The good news is you’re always closer to success than you think. It’s one decision, one shift, one belief away. Even if that shift looks huge on the surface, like a whole big pivot, the changes are still really pretty superficial. If we look at the case of my client Nicole, she made apparently huge changes, switching from working on dating to sobriety, from women to men, from Instagram to Tiktok…
But underneath it all, she was still working on her clients relationship with themselves. Men and women are all humans, and binary gender is a construct. The truth is she didn’t even set out to change from working with just women to men, it just changed on its own when she took all the exact same things she was doing and saying and made one shift: from talking about being ready for dating to being ready to break up with alcohol. She was even still using the exact same healing tools like breathwork and NLP, and all of her existing knowledge about audience growth and content creation.
Her business before had been the owl fight. But in taking one powerful step that allowed her to bring more of her power and truth into her business, she was able to go from struggling to get a few clients to sold out. Nicole says:
‘Since working with Morgana I found so much wholeness in myself, in my relationships and my happiness. And out of it was born a beautiful business. It hasn’t even been a year yet. And I have 5x’d my revenue. I have consistent sales. I’m overly fully booked for 1:1s with the most beautiful clients…I made more in the last year than I did in the first two and a half years.’
A year has since passed and Nicole has not only stayed sold out, but written a bestselling book on sobriety that’s changing people’s lives. That one shift changed everything.
My invitation to you: Use your energy as a guide.
My invitation to you today is to think “where do I believe right now that I’m working SMARTER? And is that really the case, or is there an even smarter way?” Use your energy as a guide. If anything feels even a little bit like you’re fighting an owl, it’s not working.

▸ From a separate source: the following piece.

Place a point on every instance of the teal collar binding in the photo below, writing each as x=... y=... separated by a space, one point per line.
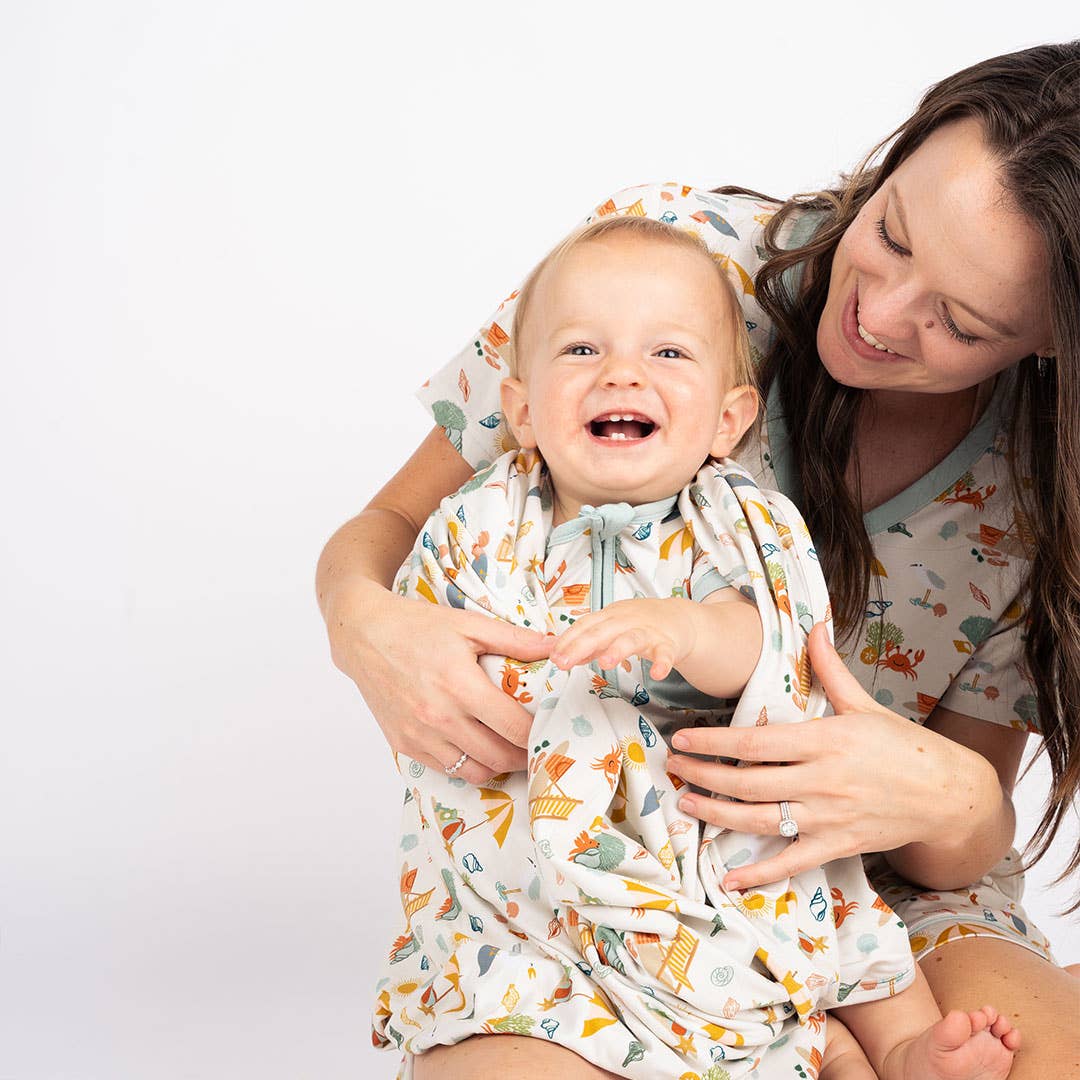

Fighting an owl once is exhausting. But building a business where you have to do it every day just to keep your head above water is insane. There are ways to build a business that give you back TIME, JOY and FREEDOM in your life, not just money. The journey is a healing one, of bringing yourself, your business and your life into alignment. Knowing who you are and what you truly want, is where you find your shift that changes everything.